Appeal from a judgment of the Supreme Court (Sise, J.), rendered January 16, 2009 in Schenectady County, convicting defendant upon his plea of guilty of the crime of assault in the first degree.
Kevin M. Colwell, Albany, for appellant.
Robert M. Carney, District Attorney, Schenectady (Gerald A. Dwyer of counsel), for respondent.
Before: Rose, J.P., Stein, Garry and Egan Jr., JJ.
Defendant was charged in a multicount indictment after he allegedly shot and injured another person in the City of Schenectady, Schenectady County. Following a combined Huntley/Wade/Dunaway hearing, defendant's motion to, among other things, suppress statements he made to police and suppress potential identification testimony was denied. He then accepted a plea agreement in which he pleaded guilty to one count of the indictment — assault in the first degree — in satisfaction of the entire indictment as well as two other pending indictments. As part of the agreement, he waived his right to appeal. Defendant was sentenced consistent with the terms of the plea agreement and now appeals.

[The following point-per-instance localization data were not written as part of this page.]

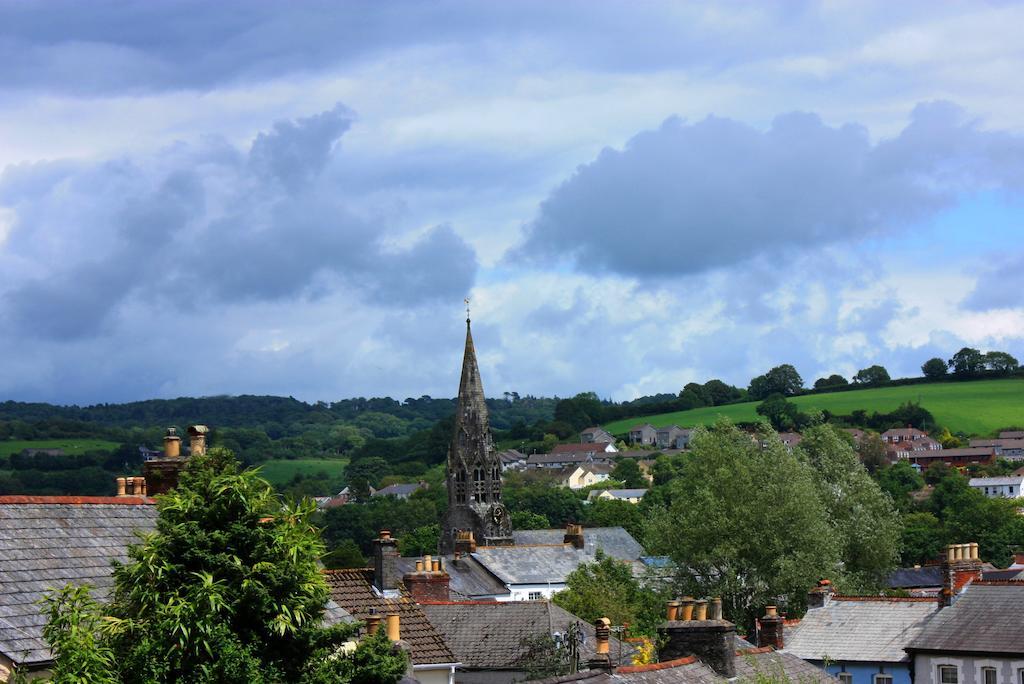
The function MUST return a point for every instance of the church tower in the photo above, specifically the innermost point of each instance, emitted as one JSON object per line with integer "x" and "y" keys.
{"x": 474, "y": 471}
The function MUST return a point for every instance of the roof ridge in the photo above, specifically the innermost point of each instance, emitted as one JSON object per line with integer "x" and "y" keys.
{"x": 33, "y": 499}
{"x": 650, "y": 667}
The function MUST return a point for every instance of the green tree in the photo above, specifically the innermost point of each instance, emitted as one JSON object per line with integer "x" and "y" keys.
{"x": 227, "y": 589}
{"x": 1000, "y": 361}
{"x": 899, "y": 480}
{"x": 780, "y": 380}
{"x": 834, "y": 380}
{"x": 862, "y": 516}
{"x": 872, "y": 453}
{"x": 871, "y": 376}
{"x": 607, "y": 588}
{"x": 628, "y": 472}
{"x": 934, "y": 369}
{"x": 528, "y": 520}
{"x": 967, "y": 361}
{"x": 421, "y": 541}
{"x": 745, "y": 523}
{"x": 922, "y": 539}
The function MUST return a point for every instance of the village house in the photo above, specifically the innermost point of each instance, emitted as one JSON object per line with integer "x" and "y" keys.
{"x": 402, "y": 492}
{"x": 955, "y": 458}
{"x": 858, "y": 639}
{"x": 630, "y": 496}
{"x": 584, "y": 476}
{"x": 595, "y": 433}
{"x": 1011, "y": 450}
{"x": 644, "y": 433}
{"x": 979, "y": 639}
{"x": 672, "y": 436}
{"x": 999, "y": 487}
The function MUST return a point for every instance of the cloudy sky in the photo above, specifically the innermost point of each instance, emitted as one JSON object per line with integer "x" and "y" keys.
{"x": 295, "y": 198}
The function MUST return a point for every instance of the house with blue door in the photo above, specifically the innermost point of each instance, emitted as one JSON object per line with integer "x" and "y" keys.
{"x": 859, "y": 639}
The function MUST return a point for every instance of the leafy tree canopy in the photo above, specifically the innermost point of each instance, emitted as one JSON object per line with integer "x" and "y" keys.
{"x": 227, "y": 589}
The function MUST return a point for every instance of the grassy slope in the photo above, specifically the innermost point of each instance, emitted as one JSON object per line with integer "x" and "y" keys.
{"x": 70, "y": 445}
{"x": 975, "y": 408}
{"x": 280, "y": 471}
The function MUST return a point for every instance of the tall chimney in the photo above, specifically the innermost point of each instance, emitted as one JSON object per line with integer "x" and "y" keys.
{"x": 820, "y": 595}
{"x": 465, "y": 542}
{"x": 172, "y": 444}
{"x": 601, "y": 658}
{"x": 385, "y": 562}
{"x": 393, "y": 627}
{"x": 961, "y": 566}
{"x": 771, "y": 632}
{"x": 197, "y": 439}
{"x": 573, "y": 536}
{"x": 713, "y": 641}
{"x": 427, "y": 584}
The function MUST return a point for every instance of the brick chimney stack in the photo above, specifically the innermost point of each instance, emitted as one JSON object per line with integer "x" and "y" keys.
{"x": 961, "y": 566}
{"x": 573, "y": 536}
{"x": 429, "y": 582}
{"x": 771, "y": 632}
{"x": 713, "y": 641}
{"x": 197, "y": 439}
{"x": 601, "y": 658}
{"x": 820, "y": 595}
{"x": 385, "y": 562}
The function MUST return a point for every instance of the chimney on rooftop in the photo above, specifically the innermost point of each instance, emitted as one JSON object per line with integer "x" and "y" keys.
{"x": 820, "y": 595}
{"x": 197, "y": 439}
{"x": 713, "y": 641}
{"x": 385, "y": 562}
{"x": 573, "y": 536}
{"x": 464, "y": 541}
{"x": 961, "y": 566}
{"x": 429, "y": 582}
{"x": 601, "y": 658}
{"x": 172, "y": 444}
{"x": 771, "y": 632}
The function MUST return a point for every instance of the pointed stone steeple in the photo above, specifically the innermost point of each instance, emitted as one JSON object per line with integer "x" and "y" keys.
{"x": 474, "y": 471}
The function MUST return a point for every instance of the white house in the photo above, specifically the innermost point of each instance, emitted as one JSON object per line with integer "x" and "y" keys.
{"x": 999, "y": 487}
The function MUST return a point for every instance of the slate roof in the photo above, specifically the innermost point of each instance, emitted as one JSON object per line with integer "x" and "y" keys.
{"x": 488, "y": 635}
{"x": 531, "y": 564}
{"x": 47, "y": 542}
{"x": 468, "y": 579}
{"x": 353, "y": 591}
{"x": 859, "y": 629}
{"x": 984, "y": 618}
{"x": 615, "y": 542}
{"x": 911, "y": 578}
{"x": 750, "y": 664}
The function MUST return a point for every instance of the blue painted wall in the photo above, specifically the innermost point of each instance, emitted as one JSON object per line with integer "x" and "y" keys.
{"x": 863, "y": 673}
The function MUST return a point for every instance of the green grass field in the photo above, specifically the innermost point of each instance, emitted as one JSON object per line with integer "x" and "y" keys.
{"x": 280, "y": 471}
{"x": 70, "y": 446}
{"x": 975, "y": 408}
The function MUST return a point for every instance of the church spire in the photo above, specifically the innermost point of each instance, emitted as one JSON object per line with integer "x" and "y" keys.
{"x": 472, "y": 407}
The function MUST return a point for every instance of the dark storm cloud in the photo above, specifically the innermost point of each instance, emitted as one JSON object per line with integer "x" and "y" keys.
{"x": 205, "y": 223}
{"x": 687, "y": 198}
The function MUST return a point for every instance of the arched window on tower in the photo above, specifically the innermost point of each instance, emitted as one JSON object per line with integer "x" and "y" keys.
{"x": 460, "y": 486}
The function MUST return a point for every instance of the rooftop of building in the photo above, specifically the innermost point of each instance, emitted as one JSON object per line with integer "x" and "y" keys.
{"x": 859, "y": 629}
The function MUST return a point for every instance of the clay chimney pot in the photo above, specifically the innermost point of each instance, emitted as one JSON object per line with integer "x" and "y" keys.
{"x": 393, "y": 627}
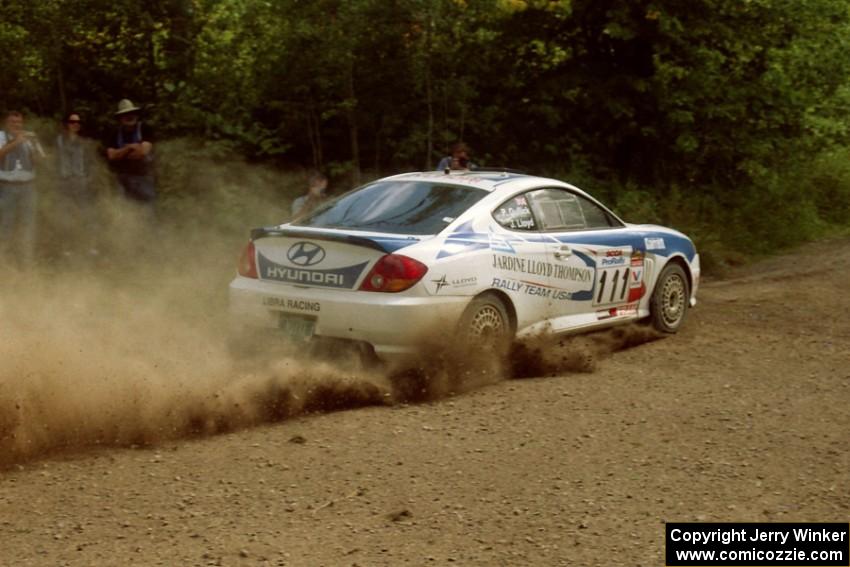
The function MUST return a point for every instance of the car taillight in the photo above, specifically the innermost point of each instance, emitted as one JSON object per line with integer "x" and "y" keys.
{"x": 392, "y": 273}
{"x": 247, "y": 262}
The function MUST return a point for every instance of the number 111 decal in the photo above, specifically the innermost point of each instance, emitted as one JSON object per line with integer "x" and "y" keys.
{"x": 623, "y": 284}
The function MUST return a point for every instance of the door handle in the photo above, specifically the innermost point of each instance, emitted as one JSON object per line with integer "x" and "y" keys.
{"x": 562, "y": 252}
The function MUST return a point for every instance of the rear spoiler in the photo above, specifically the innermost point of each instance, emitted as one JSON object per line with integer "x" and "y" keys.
{"x": 270, "y": 232}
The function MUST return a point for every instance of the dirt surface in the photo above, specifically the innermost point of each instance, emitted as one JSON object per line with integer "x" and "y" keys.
{"x": 742, "y": 416}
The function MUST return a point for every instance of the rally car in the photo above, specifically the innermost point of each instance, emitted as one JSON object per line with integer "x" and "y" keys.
{"x": 478, "y": 255}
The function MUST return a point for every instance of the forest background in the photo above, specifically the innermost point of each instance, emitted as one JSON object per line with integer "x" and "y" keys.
{"x": 727, "y": 119}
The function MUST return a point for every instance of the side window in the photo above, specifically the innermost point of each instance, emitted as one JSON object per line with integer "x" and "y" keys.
{"x": 562, "y": 210}
{"x": 596, "y": 216}
{"x": 515, "y": 214}
{"x": 558, "y": 210}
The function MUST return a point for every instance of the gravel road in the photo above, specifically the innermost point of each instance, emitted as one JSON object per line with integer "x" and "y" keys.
{"x": 742, "y": 416}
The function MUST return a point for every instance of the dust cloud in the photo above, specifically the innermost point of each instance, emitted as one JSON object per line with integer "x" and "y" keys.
{"x": 130, "y": 348}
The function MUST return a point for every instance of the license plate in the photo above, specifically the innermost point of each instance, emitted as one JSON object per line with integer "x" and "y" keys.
{"x": 297, "y": 327}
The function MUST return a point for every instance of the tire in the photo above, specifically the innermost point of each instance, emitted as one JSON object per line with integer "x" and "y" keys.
{"x": 670, "y": 299}
{"x": 485, "y": 323}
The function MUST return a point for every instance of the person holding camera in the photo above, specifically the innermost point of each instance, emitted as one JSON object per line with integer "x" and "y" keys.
{"x": 19, "y": 152}
{"x": 458, "y": 160}
{"x": 130, "y": 154}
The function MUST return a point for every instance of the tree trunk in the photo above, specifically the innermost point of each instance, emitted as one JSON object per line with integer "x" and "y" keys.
{"x": 314, "y": 136}
{"x": 429, "y": 94}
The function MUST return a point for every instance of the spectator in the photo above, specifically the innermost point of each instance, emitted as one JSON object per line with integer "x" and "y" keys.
{"x": 19, "y": 152}
{"x": 77, "y": 196}
{"x": 458, "y": 160}
{"x": 317, "y": 184}
{"x": 130, "y": 153}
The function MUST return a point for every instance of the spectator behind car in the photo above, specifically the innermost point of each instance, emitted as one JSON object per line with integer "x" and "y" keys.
{"x": 317, "y": 183}
{"x": 458, "y": 160}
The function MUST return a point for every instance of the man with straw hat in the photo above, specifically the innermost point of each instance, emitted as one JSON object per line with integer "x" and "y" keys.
{"x": 130, "y": 154}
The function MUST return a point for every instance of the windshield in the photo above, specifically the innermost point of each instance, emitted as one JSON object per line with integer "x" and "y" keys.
{"x": 406, "y": 207}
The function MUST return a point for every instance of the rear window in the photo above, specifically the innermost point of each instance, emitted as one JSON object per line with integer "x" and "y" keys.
{"x": 408, "y": 207}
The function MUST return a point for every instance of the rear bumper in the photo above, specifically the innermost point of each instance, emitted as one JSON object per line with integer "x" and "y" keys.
{"x": 394, "y": 324}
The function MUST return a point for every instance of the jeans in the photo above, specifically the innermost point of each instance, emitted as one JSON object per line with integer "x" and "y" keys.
{"x": 17, "y": 222}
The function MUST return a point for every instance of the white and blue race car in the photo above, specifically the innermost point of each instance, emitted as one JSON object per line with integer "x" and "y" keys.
{"x": 484, "y": 254}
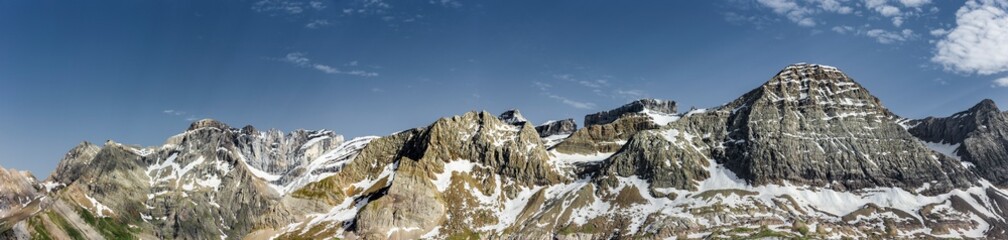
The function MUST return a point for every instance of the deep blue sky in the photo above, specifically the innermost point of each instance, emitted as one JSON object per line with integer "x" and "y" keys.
{"x": 139, "y": 71}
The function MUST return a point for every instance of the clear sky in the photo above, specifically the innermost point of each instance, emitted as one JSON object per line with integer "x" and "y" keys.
{"x": 139, "y": 71}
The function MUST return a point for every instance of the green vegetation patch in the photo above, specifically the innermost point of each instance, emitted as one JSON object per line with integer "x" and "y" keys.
{"x": 39, "y": 229}
{"x": 108, "y": 227}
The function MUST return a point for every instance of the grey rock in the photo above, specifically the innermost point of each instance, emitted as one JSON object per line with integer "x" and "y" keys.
{"x": 813, "y": 125}
{"x": 513, "y": 117}
{"x": 661, "y": 106}
{"x": 981, "y": 133}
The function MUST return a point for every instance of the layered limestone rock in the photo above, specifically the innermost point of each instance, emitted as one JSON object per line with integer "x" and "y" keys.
{"x": 404, "y": 178}
{"x": 210, "y": 182}
{"x": 608, "y": 137}
{"x": 658, "y": 106}
{"x": 19, "y": 195}
{"x": 813, "y": 125}
{"x": 809, "y": 154}
{"x": 978, "y": 135}
{"x": 513, "y": 117}
{"x": 560, "y": 127}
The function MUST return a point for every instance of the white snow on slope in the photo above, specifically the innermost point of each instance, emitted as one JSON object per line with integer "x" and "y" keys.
{"x": 99, "y": 207}
{"x": 329, "y": 163}
{"x": 659, "y": 117}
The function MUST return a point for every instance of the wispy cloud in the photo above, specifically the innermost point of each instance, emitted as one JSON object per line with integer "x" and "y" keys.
{"x": 301, "y": 60}
{"x": 810, "y": 13}
{"x": 979, "y": 42}
{"x": 1001, "y": 83}
{"x": 447, "y": 3}
{"x": 289, "y": 7}
{"x": 317, "y": 23}
{"x": 886, "y": 37}
{"x": 180, "y": 114}
{"x": 572, "y": 103}
{"x": 593, "y": 84}
{"x": 545, "y": 89}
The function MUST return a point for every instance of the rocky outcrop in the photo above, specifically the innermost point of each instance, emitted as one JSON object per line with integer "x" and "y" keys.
{"x": 608, "y": 137}
{"x": 978, "y": 135}
{"x": 659, "y": 106}
{"x": 561, "y": 127}
{"x": 809, "y": 154}
{"x": 813, "y": 125}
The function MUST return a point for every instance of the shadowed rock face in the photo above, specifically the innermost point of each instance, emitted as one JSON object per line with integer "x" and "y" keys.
{"x": 813, "y": 125}
{"x": 667, "y": 107}
{"x": 807, "y": 154}
{"x": 979, "y": 134}
{"x": 561, "y": 127}
{"x": 512, "y": 117}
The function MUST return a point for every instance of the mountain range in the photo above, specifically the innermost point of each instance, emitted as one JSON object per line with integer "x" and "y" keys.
{"x": 808, "y": 154}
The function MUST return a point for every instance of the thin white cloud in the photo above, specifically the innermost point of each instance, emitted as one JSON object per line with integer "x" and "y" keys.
{"x": 447, "y": 3}
{"x": 180, "y": 114}
{"x": 301, "y": 60}
{"x": 914, "y": 3}
{"x": 979, "y": 42}
{"x": 544, "y": 89}
{"x": 843, "y": 29}
{"x": 886, "y": 37}
{"x": 572, "y": 103}
{"x": 792, "y": 10}
{"x": 173, "y": 112}
{"x": 938, "y": 32}
{"x": 1001, "y": 83}
{"x": 807, "y": 12}
{"x": 592, "y": 84}
{"x": 289, "y": 7}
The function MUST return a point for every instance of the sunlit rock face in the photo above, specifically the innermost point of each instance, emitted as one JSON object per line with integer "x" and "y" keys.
{"x": 809, "y": 153}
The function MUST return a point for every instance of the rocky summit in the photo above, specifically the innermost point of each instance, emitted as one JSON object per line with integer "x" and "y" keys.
{"x": 808, "y": 153}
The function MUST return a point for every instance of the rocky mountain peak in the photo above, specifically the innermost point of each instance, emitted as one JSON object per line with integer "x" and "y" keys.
{"x": 985, "y": 106}
{"x": 808, "y": 108}
{"x": 978, "y": 135}
{"x": 208, "y": 123}
{"x": 561, "y": 127}
{"x": 816, "y": 86}
{"x": 639, "y": 106}
{"x": 513, "y": 117}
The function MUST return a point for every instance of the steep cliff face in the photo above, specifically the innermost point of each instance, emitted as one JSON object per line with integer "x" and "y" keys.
{"x": 560, "y": 127}
{"x": 813, "y": 125}
{"x": 978, "y": 136}
{"x": 19, "y": 193}
{"x": 639, "y": 106}
{"x": 807, "y": 154}
{"x": 418, "y": 178}
{"x": 210, "y": 182}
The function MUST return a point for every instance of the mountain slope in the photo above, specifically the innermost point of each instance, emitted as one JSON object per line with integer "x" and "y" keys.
{"x": 809, "y": 153}
{"x": 978, "y": 135}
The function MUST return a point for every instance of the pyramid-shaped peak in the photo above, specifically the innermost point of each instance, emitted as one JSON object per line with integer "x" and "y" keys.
{"x": 803, "y": 73}
{"x": 208, "y": 123}
{"x": 652, "y": 105}
{"x": 512, "y": 116}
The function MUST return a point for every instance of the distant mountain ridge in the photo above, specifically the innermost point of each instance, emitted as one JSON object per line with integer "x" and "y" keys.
{"x": 809, "y": 153}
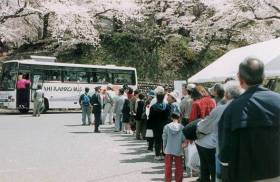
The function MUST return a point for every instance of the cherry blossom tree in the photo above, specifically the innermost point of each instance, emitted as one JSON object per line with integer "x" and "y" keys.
{"x": 223, "y": 21}
{"x": 69, "y": 22}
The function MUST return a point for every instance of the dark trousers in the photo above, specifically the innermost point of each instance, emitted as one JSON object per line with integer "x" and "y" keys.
{"x": 158, "y": 142}
{"x": 140, "y": 128}
{"x": 97, "y": 120}
{"x": 178, "y": 168}
{"x": 207, "y": 164}
{"x": 150, "y": 143}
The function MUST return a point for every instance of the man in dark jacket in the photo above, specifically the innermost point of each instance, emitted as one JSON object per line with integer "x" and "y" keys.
{"x": 97, "y": 108}
{"x": 249, "y": 130}
{"x": 158, "y": 118}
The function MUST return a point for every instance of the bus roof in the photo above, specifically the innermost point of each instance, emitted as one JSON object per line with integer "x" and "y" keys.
{"x": 35, "y": 62}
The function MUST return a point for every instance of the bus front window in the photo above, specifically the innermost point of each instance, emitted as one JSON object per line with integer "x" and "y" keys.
{"x": 9, "y": 76}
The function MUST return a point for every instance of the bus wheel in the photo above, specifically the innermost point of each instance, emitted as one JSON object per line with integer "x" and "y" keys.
{"x": 46, "y": 105}
{"x": 23, "y": 111}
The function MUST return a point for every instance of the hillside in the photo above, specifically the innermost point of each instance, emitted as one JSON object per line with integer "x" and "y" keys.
{"x": 165, "y": 40}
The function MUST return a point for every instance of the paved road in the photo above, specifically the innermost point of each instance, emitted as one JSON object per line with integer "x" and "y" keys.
{"x": 56, "y": 148}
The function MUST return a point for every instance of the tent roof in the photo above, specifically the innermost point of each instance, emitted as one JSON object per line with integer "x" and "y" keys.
{"x": 227, "y": 65}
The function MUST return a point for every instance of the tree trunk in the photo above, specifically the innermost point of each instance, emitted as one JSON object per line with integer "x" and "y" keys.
{"x": 45, "y": 25}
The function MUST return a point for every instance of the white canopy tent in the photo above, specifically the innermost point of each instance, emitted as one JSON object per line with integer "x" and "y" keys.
{"x": 227, "y": 65}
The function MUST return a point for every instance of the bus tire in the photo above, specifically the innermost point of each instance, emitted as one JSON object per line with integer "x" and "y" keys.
{"x": 46, "y": 105}
{"x": 23, "y": 111}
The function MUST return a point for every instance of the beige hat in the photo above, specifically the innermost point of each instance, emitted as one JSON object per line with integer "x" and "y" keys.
{"x": 174, "y": 95}
{"x": 159, "y": 89}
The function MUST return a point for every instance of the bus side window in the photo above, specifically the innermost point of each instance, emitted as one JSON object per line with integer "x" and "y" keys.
{"x": 70, "y": 76}
{"x": 52, "y": 75}
{"x": 82, "y": 77}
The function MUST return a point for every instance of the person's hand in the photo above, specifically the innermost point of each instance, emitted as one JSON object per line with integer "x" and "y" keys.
{"x": 184, "y": 145}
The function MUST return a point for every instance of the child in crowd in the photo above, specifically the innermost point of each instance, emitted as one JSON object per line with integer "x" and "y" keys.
{"x": 173, "y": 143}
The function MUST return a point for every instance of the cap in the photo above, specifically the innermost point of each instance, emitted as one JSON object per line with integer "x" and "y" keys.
{"x": 174, "y": 95}
{"x": 176, "y": 113}
{"x": 151, "y": 93}
{"x": 110, "y": 86}
{"x": 159, "y": 89}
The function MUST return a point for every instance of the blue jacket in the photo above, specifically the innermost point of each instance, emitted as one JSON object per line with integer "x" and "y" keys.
{"x": 173, "y": 138}
{"x": 249, "y": 136}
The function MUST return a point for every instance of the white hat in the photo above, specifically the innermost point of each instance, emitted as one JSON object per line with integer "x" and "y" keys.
{"x": 159, "y": 89}
{"x": 110, "y": 86}
{"x": 191, "y": 86}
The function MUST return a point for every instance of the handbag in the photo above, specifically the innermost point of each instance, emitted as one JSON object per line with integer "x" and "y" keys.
{"x": 149, "y": 133}
{"x": 190, "y": 130}
{"x": 193, "y": 156}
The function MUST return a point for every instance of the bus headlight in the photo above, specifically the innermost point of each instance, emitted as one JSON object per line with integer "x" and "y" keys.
{"x": 11, "y": 99}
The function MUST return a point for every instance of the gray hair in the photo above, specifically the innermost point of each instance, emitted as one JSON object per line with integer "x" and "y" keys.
{"x": 251, "y": 70}
{"x": 232, "y": 90}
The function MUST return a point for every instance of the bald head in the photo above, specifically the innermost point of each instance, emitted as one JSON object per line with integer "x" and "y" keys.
{"x": 251, "y": 71}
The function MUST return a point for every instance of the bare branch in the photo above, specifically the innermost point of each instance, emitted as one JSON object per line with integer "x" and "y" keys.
{"x": 272, "y": 6}
{"x": 16, "y": 14}
{"x": 262, "y": 18}
{"x": 103, "y": 12}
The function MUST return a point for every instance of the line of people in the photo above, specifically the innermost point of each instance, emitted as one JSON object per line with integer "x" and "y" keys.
{"x": 227, "y": 133}
{"x": 233, "y": 128}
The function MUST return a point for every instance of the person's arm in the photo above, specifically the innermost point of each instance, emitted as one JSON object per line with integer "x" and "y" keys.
{"x": 182, "y": 108}
{"x": 35, "y": 95}
{"x": 224, "y": 137}
{"x": 206, "y": 125}
{"x": 117, "y": 105}
{"x": 80, "y": 99}
{"x": 164, "y": 136}
{"x": 194, "y": 112}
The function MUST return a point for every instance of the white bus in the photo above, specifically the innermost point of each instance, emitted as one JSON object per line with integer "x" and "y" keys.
{"x": 62, "y": 83}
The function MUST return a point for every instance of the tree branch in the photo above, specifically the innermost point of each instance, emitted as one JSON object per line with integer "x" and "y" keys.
{"x": 272, "y": 6}
{"x": 103, "y": 12}
{"x": 5, "y": 18}
{"x": 15, "y": 15}
{"x": 262, "y": 18}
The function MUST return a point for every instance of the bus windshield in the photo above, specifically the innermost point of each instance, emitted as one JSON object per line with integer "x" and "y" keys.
{"x": 9, "y": 75}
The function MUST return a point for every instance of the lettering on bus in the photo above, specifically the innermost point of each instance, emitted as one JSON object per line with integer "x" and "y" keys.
{"x": 62, "y": 89}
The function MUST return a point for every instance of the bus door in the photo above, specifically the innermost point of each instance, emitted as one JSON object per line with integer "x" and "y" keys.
{"x": 37, "y": 78}
{"x": 23, "y": 94}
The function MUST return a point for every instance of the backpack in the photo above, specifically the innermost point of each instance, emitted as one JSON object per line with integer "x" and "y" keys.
{"x": 86, "y": 100}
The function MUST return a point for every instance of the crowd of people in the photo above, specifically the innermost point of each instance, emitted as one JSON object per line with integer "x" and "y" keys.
{"x": 233, "y": 127}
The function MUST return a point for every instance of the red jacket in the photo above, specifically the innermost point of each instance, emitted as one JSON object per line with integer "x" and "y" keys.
{"x": 202, "y": 108}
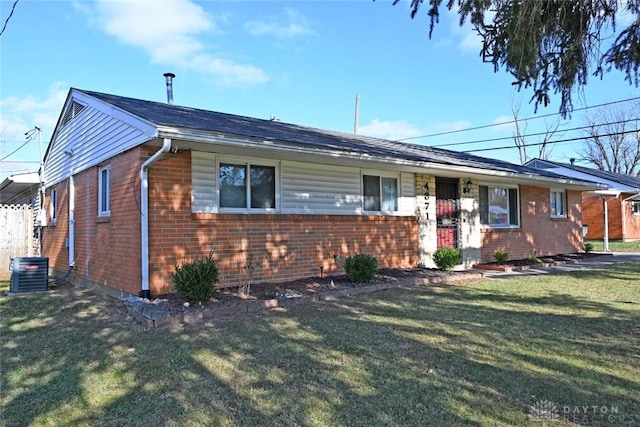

We affirm. Defendant contends that his suppression motion should have been granted. He does not, however, challenge the validity of his waiver of his right to appeal. We note that he acknowledged waiving his right to appeal both in response to specific questioning from Supreme Court during the plea allocution as well as in a written waiver that he discussed with his counsel and executed simultaneous with the plea [ see People v Ramos, 7 NY3d 737, 738; People v Chaney, 70 AD3d 1251, 1252). "In light of defendant's valid appeal waiver, he is now foreclosed from challenging the denial of his suppression motion" ( People v Schmidt, 57 AD3d 1104, 1104 [citation omitted]; see People v Kemp, 94 NY2d 831, 833; People v Robertson, 46 AD3d 928, 929, lv denied 10 NY3d 844).
Ordered that the judgment is affirmed.